UNAUDITED PRO FORMA CONDENSED COMBINED FINANCIAL INFORMATION
On August 4, 2022, Ondas Holdings, Inc. (the “Company”) entered into a Plan of Merger and Equity Purchase Agreement (the “Agreement”) with Airobotics Ltd., an Israeli publicly traded company limited by shares.
Airobotics Ltd collects, analyses, and accesses information automatically using a UAV (“unmanned aerial vehicle” — multi-motor drone). Airobotics Ltd has developed systems that include data collection and data processing for valuable insights for customers, in an automated process, which does not require human contact and without human intervention, and provides its customers with end-to-end service, which enables the extraction of value from data collected from the airspace using an automated UAV, automatically, quickly, safely, and efficiently.
Pursuant to the Agreement, in exchange for every share of stock, warrant or option to purchase stock held by Airobotics Stockholders, Airobotics Ltd. Stockholders received 0.16806 shares of the Company’s stock, which included (i) 2,824,995 shares of the Company’s common stock; (ii) options exercisable for 1,087,706 shares issued under the Company’s incentive stock plan, of which 661,428 shares are vested; (iii) warrants exercisable for 588,430 shares of the Company’s common stock. Also, on September 20, 2022, the Company and Airobotics Ltd. entered into a Credit and Guaranty Agreement pursuant to which the Company has agreed to make a revolving loan available to Airobotics Ltd., commencing from October 3, 2022, in a principal amount of up to $1,500 thousand (the “Bridge Loan”). Amounts borrowed may be prepaid without penalty and reborrowed. The loan will accrue interest at a rate of 6% per annum and matures on the earlier to occur of February 1, 2023 and the termination of the Merger Agreement as a result of a breach or violation thereof by Airobotics Ltd. The Bridge Loan is secured by substantially all of the assets of Airobotics Ltd. In addition, Airobotics Inc., a subsidiary of Airobotics Ltd, has guaranteed its obligations under the Bridge Loan.

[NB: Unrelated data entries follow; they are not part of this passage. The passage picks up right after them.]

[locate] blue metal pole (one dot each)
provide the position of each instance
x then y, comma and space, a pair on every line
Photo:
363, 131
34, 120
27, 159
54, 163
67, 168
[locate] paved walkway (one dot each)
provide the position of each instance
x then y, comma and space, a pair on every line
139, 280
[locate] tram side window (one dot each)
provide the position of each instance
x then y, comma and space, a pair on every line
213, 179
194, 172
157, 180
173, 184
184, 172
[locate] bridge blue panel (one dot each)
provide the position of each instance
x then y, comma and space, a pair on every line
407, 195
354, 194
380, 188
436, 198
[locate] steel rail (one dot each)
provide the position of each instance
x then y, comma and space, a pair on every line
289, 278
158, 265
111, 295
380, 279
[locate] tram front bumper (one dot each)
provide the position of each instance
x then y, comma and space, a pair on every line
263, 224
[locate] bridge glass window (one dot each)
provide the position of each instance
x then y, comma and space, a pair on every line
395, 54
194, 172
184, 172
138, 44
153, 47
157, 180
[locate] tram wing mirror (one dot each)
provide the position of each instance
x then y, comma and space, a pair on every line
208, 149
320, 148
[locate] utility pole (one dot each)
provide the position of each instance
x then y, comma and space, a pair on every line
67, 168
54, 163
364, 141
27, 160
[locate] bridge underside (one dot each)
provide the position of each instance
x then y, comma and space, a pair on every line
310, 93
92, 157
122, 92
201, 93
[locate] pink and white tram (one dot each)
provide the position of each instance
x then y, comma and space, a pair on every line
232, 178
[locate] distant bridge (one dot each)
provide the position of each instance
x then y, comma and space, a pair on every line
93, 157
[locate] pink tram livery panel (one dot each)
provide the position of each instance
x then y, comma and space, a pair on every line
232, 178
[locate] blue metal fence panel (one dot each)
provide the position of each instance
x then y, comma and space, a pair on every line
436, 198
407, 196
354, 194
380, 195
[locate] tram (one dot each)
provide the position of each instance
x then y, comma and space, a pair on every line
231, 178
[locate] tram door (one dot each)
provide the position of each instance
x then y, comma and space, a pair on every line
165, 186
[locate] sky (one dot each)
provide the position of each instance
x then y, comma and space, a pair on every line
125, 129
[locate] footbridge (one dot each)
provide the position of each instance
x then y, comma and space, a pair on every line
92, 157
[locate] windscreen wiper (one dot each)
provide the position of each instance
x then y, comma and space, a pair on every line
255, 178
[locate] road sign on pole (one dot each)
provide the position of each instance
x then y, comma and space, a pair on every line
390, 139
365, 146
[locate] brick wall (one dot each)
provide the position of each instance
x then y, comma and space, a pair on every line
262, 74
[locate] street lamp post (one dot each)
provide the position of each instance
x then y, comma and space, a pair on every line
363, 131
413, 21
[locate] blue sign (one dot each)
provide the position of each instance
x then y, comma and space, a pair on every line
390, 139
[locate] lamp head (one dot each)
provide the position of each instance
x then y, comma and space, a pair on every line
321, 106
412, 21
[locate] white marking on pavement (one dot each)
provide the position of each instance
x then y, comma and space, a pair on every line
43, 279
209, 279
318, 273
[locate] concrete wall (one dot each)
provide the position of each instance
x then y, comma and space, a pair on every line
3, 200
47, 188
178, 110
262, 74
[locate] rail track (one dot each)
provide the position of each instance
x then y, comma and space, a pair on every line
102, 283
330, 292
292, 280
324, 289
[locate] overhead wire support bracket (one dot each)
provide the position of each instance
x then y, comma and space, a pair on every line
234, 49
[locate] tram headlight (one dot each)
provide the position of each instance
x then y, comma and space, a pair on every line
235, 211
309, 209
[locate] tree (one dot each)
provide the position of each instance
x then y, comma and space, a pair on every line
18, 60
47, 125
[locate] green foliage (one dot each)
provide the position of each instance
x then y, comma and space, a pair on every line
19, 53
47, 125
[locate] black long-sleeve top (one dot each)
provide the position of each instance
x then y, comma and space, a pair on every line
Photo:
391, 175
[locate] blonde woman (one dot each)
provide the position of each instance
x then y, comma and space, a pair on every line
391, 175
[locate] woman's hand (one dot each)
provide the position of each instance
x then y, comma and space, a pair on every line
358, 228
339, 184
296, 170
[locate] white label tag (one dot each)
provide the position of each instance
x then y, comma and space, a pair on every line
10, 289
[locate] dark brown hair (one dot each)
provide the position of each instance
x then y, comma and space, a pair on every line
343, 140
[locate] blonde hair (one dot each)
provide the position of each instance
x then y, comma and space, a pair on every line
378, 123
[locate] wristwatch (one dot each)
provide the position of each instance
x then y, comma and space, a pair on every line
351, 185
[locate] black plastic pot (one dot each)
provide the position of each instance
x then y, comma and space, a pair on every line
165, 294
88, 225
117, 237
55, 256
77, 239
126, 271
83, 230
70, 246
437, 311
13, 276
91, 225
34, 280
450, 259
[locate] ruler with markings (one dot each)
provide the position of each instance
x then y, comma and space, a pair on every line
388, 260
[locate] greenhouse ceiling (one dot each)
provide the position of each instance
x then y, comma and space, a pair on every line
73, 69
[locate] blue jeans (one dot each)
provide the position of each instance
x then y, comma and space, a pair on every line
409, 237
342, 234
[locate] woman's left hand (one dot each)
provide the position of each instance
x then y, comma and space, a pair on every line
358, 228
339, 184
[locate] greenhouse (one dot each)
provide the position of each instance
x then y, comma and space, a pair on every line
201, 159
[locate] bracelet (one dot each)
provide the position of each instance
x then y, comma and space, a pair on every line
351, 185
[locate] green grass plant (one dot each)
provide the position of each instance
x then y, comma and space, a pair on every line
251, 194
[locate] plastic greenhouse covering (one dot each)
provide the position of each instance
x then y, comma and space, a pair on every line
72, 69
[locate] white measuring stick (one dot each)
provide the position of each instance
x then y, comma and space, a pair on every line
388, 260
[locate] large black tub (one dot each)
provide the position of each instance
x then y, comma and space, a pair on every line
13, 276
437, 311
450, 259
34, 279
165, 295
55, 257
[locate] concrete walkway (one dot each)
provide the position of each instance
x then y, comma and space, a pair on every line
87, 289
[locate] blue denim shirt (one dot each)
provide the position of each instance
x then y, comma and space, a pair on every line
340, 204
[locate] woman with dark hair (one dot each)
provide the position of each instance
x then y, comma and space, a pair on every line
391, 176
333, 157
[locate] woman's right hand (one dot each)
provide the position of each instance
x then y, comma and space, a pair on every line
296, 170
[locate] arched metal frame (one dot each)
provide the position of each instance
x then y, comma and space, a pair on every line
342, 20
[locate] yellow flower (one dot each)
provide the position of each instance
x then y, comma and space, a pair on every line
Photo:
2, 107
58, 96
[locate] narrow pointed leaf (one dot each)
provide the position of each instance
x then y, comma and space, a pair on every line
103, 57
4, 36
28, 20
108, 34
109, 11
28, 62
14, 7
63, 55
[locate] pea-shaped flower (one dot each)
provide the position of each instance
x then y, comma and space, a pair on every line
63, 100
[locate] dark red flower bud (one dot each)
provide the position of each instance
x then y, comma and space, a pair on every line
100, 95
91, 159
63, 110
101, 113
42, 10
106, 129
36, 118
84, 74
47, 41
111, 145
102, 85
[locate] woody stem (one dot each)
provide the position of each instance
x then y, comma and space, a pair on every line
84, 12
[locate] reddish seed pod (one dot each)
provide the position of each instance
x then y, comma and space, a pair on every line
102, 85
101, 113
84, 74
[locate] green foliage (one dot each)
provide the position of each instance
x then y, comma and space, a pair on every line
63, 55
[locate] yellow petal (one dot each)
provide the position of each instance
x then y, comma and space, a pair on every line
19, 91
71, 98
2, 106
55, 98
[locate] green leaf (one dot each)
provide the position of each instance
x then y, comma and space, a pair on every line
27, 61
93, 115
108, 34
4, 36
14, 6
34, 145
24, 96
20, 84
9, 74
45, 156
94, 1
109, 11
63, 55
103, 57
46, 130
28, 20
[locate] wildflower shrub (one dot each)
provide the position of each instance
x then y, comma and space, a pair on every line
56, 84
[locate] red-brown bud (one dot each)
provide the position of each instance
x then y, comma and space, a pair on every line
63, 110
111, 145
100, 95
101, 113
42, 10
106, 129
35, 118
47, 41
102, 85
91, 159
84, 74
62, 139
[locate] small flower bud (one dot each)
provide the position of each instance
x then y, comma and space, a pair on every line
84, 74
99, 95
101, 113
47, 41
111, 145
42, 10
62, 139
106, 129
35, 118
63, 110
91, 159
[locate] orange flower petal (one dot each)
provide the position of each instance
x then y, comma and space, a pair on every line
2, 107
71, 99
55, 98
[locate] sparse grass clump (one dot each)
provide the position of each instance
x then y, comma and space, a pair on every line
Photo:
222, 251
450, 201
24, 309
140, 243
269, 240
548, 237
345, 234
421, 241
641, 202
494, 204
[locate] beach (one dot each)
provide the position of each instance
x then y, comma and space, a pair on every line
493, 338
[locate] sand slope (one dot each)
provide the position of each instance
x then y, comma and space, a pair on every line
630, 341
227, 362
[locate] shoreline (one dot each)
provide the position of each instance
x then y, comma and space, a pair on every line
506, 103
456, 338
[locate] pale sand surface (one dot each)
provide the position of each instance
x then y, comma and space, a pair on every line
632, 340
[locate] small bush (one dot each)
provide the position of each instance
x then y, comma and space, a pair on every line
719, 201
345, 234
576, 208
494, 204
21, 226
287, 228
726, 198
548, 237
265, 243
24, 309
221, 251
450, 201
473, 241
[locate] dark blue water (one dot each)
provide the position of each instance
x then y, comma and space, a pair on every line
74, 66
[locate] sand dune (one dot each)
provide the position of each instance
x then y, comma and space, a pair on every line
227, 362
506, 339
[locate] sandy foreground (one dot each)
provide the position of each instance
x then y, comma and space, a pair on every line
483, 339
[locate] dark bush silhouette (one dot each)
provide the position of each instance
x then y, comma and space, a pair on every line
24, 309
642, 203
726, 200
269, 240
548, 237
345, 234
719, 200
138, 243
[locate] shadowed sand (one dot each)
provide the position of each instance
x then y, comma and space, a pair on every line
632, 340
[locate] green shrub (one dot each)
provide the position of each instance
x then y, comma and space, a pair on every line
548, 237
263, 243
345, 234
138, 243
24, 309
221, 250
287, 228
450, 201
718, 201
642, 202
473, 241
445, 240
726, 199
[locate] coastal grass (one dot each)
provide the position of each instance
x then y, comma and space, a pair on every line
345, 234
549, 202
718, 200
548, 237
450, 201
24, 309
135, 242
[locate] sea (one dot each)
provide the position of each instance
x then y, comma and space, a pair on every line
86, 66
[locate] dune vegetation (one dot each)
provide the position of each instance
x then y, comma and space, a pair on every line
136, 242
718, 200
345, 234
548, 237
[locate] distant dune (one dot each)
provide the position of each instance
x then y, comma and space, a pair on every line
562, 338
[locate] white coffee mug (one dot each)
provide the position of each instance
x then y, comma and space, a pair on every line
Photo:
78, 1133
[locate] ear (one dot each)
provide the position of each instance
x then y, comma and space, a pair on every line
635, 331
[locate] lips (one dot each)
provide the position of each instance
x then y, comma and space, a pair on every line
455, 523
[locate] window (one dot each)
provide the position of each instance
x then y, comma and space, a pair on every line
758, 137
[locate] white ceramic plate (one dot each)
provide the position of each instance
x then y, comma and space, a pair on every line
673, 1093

The following unaudited pro forma condensed combined financial statements are based on the Company’s audited and unaudited interim historical consolidated financial statements and Airobotics Ltd.’s audited historical and unaudited interim financial statements as adjusted to give effect to the Company’s acquisition of Airobotics Ltd. The unaudited pro forma condensed combined balance sheet as of June 30, 2022 gives effect to these transactions as if they occurred on June 30, 2022. The unaudited pro forma condensed combined statements of operations for the twelve months ended December 31, 2021 and the six months ended June 30, 2022 give effect to these transactions as if they occurred on January 1, 2021.
unaudited pro forma condensed combined financial statements should be read together with the Company’s audited historical financial
statements, which are included in the Company’s most recent Annual Report on Form 10-K, which
was filed with the Securities and Exchange Commission on March 22, 2022, and the most recent Quarterly Report on Form 10-Q,
which was filed with the Securities and Exchange Commission on August 9, 2022, and Airobotics Ltd.’s audited historical
financial statements as of and for the year ended December 31, 2021 and unaudited financial statements as of and for the six months
ended June 30, 2022 included in this report.
The unaudited pro forma combined financial information is provided for informational purpose only and is not intended to represent or be indicative of the consolidated results of operations or financial position that the Company would have reported had the Airobotics Ltd transaction closed on the dates indicated and should not be taken as representative of our future consolidated results of operations or financial position.
The pro forma adjustments related to the Agreement are described in the notes to the unaudited pro forma combined financial information and principally include the following:
• Pro forma adjustment to eliminate the Airobotics Ltd liabilities and owners’ equity not acquired.
• Pro forma adjustment to record the merger of the Company and Airobotics Ltd.
The adjustments to fair value and the other estimates reflected in the accompanying unaudited pro forma condensed consolidated financial statements may be materially different from those reflected in the combined company’s consolidated financial statements subsequent to the merger. In addition, the unaudited pro forma condensed combined financial statements do not purport to project the future financial position or results of operations of the combined companies. Reclassifications and adjustments may be required if changes to Airobotics Ltd.’s financial presentation are needed to conform Airobotics Ltd.’s accounting policies to the accounting policies of Ondas Holdings, Inc.
These unaudited pro forma condensed combined financial statements do not give effect to any anticipated synergies, operating efficiencies or cost savings that may be associated with the Agreement. These financial statements also do not include any integration costs the companies may incur related to the Transactions as part of combining the operations of the companies.